BAJO LAS SOMBRAS O LA DIVERSIÓN ENTRE LAS BOBAS

(Continuación del número 1)

Annie, a punto de desmayarse, gritó:

—¡Walter! ¡Walter! ¡Sálvame de bestia tan horrible!

La reconforté y traté de darle toda la seguridad que podía al ver que estábamos del lado seguro de la cancela; unos cuantos besos amorosos terminaron por calmarla. Continuamos nuestro paseo, y pronto, al ver un sitio favorablemente umbrío, le dije:

—Ven, Annie, querida, sentémonos y recuperémonos de la terrífica interrupción, pues tengo la seguridad de que aún te sientes muy agitada; además, debes de recompensarme por desilusión tan ruda.
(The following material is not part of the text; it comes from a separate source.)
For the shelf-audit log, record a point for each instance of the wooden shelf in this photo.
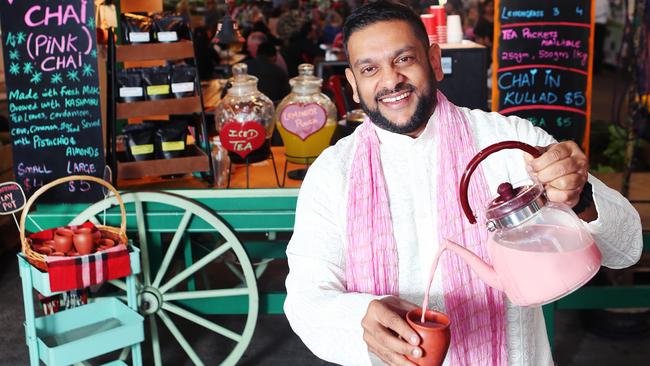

Me pareció que sabía que su hora había llegado; oleadas de rubor le tiñeron las mejillas del bellísimo rostro, mientras bajaba la vista y me permitía acercarme a ella, dirigiéndola hacia un sitio afelpado por la yerba. Recostándonos uno al lado del otro, pegamos nuestros labios en un abrazo muy ardiente.

—¡Annie! ¡Oh, Annie! —murmuré—. Dame la punta de tu lengua, amor.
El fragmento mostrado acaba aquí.